Janet had already retrieved a bottle of Budweiser from the refrigerator and plopped down on a chair before the sofa. She swigged from the bottle as Don Tomás and Alex savored the complexities of Caledonia. After two swigs, Janet embarked into some backstory that also had some complexity also.

“Okay,” she said, turning to Alex, “I have a lot of crap that I need to bring you up to speed on.”

“Then let’s start,” Alex said.

According to Janet, she had been one of those pretty but geeky girls in high school who had been a computer and electronics whiz. “My brain was so right-sided that the joke was that I might tip over,” she said. She had parlayed her straight A’s in computer sciences, physics, and math into acceptance with an academic scholarship to Georgia Tech, even though her real interests had been music and composition, the heavier the metal the better. She hung around Savannah for an extra year, picked up a master’s degree in computer science, and then followed a boyfriend to Washington.

The boyfriend didn’t work out and neither did her first couple of jobs. Then she answered a few newspaper ads for techie positions. One thing led to another, and the next thing she knew she was interning in the evenings at a cramped, smelly office in Alexandria, Virginia. There she was trained with surveillance equipment and how to do a quick drop in an apartment.

One more thing led to another one more thing.
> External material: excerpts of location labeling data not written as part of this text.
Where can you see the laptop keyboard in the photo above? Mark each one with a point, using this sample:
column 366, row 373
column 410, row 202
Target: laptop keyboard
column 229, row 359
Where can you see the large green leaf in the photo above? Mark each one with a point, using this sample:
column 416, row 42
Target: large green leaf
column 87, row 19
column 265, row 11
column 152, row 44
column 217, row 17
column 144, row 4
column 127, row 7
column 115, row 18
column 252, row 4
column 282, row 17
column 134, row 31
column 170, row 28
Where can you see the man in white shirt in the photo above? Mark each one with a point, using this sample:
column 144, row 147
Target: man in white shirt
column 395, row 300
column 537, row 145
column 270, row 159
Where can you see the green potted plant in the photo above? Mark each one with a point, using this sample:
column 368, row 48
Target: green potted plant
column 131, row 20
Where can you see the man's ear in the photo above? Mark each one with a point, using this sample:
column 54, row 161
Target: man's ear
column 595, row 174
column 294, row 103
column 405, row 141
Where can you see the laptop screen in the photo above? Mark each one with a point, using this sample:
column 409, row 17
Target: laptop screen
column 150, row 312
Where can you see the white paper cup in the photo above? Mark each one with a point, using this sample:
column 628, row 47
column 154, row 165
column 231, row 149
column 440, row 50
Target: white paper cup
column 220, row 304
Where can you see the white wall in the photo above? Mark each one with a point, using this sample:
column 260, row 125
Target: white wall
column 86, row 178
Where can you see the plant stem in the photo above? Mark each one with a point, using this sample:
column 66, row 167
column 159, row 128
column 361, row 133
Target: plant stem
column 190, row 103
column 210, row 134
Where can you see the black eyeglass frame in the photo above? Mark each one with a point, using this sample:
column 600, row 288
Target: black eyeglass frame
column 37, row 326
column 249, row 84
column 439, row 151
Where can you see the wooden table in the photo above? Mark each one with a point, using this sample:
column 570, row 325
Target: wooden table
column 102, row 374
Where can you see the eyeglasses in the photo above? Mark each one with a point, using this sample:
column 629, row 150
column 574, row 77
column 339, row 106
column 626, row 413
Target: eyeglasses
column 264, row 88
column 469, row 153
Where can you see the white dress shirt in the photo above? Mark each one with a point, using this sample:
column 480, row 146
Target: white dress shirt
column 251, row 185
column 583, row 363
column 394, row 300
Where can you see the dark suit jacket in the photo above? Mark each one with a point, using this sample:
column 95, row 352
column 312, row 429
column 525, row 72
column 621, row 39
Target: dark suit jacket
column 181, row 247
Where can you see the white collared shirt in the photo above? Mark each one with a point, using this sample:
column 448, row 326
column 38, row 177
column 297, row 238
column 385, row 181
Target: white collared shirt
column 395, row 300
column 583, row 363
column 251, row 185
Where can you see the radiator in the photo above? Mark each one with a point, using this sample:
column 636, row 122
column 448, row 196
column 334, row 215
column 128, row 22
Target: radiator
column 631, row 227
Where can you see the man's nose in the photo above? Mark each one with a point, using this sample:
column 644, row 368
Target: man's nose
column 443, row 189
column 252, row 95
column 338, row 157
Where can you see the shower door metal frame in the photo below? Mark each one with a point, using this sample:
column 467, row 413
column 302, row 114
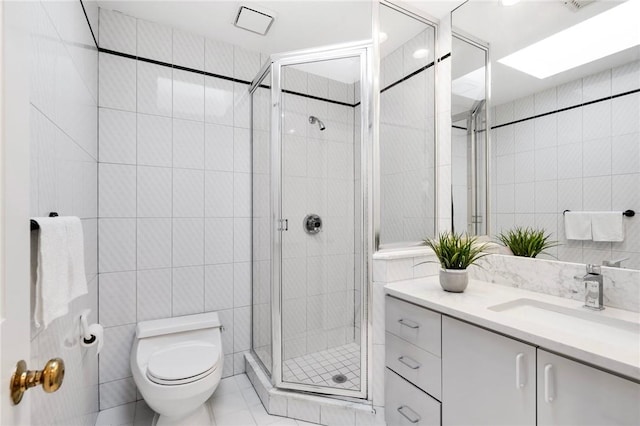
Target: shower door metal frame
column 363, row 50
column 485, row 47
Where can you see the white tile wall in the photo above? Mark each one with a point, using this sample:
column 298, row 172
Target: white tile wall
column 64, row 178
column 175, row 190
column 580, row 159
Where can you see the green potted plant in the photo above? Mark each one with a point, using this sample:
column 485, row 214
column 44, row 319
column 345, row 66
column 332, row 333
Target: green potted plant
column 455, row 252
column 526, row 242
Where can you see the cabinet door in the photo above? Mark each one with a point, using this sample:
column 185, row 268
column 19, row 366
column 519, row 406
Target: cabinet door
column 487, row 379
column 571, row 393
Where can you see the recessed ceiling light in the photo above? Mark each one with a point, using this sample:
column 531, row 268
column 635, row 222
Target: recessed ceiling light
column 602, row 35
column 471, row 85
column 420, row 53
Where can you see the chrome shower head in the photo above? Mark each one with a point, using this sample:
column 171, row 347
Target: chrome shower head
column 313, row 120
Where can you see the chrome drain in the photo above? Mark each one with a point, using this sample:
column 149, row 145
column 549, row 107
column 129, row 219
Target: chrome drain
column 339, row 378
Janet partnered with a couple of different guys and did a string of trial drops for a local police agency.

“I got real good real fast,” Janet said. “For some reason, most of the partners I worked with dropped surveillance devices in cars, offices, houses, and apartments. It was always male-female teams. The guys did the dumb work of breaking and entering and watching the street. The girls were the ones who really put our butts on the line, going into people’s homes and setting up the electronic ears. It just seemed to work that way.” She paused. “Once I bugged a guy’s golf bag while he was putting.”